La Guajira coastal peninsula on the border of Colombia and Venezuela is the home to some 400,000 Indigenous Wayúu people. Some 40 wind power farms with a potential total capacity of 8,000 megawatts have been proposed for the hot, dry and windy region ever since Jepirachi, a 19.5-megawatt farm, was constructed in 2004.
The giant Cerrejón coal mine, operated by Glencore, is also located in La Guajira. It has displaced the local Wayúu peoples, polluted their lands, and brought violent armed groups to the region for over 30 years. Despite the fact that the mine is highly profitable, the region is one of the poorest in the country, and has made locals deeply suspicious of outsiders.

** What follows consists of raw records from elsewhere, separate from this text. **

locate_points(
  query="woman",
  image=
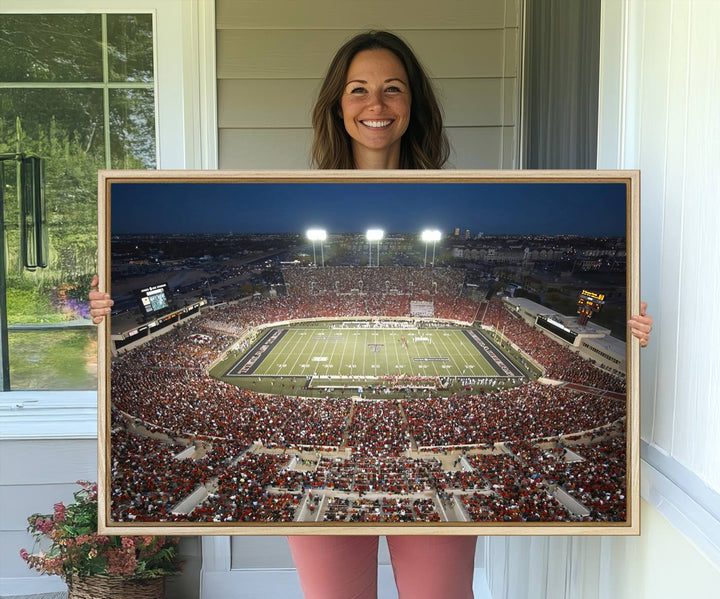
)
(377, 110)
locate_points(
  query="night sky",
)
(586, 209)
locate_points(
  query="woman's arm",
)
(641, 325)
(100, 303)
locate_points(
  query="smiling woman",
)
(363, 109)
(375, 108)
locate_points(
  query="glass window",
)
(77, 91)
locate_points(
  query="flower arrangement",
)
(77, 551)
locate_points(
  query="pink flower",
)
(59, 512)
(128, 543)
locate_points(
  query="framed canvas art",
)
(369, 352)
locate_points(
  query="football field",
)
(367, 353)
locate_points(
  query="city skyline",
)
(583, 209)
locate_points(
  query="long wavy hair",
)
(423, 146)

Enel Green Energy is a subsidiary of Enel, the Italian former state-owned fossil fuel company that was privatized in 1992. It has several wind and solar projects in Colombia. Windpeshi was approved in 2020 to operate on 6,145 hectares of land in the Maicao and Uribia municipalities. About a third of the construction has been completed so far.
Leiji Hana Gonzalez, a Wayúu mother of two who now lives in the city of Riohacha, says that her family was intimidated into leaving their village where they had lived for 40 years by their armed Wayúu neighbors who wanted to get higher compensation from Enel for the Windpeshi project. She says that grenades were thrown at her house, and her aunt was shot and killed.

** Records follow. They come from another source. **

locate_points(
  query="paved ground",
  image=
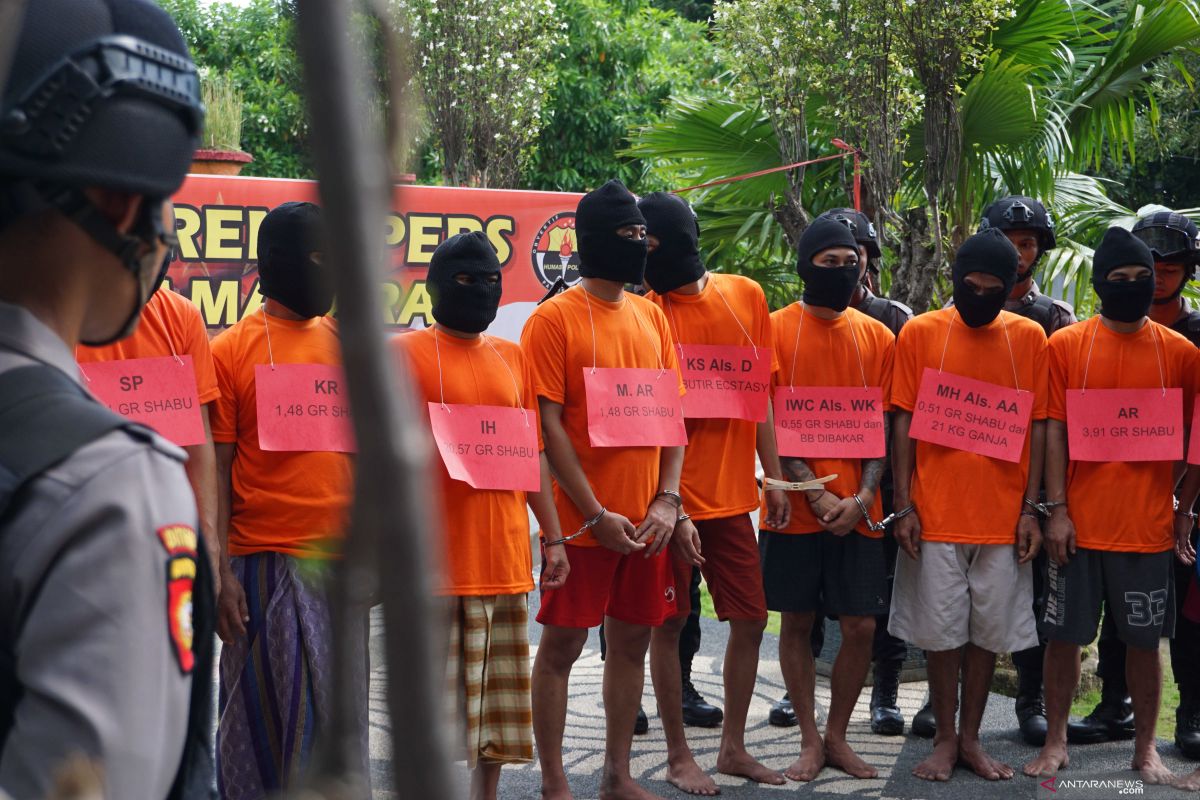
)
(894, 757)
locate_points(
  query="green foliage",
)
(222, 113)
(621, 62)
(252, 43)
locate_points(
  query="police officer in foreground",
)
(887, 651)
(1175, 242)
(105, 594)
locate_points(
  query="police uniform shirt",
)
(85, 563)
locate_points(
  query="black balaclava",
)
(288, 236)
(990, 252)
(676, 262)
(603, 253)
(828, 287)
(468, 307)
(1125, 301)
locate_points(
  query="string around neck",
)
(270, 354)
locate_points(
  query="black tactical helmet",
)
(102, 92)
(861, 228)
(1170, 236)
(1020, 212)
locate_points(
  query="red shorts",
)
(731, 569)
(604, 583)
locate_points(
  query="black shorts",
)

“Our territory is priceless. They can give us all the thousands and thousands and millions, but we will still not be well paid. Our wealth is in the land. Our wealth is in the sea. Our wealth is in the air. How are we going to get rid of what is ours?” – Nancy Gomez, Wayúu Indigenous leader.
For the last two years, Wayúu leaders have blocked local roads, stating that the wind power companies had failed to consult or compensate all the impacted families. They were back by Nacion Wayúu, a local human rights group. Despite the fact that the ministry of mining and energy negotiated an end to the protests in May 2023, Enel decided to pull out of Windpeshi shortly after.
“Projects have to be sustainable not only from a social point of view but also from an economic point of view, and their success depends on joint work between companies, institutions and communities.” – Eugenio Calderon, Colombia and Central American manager for Enel.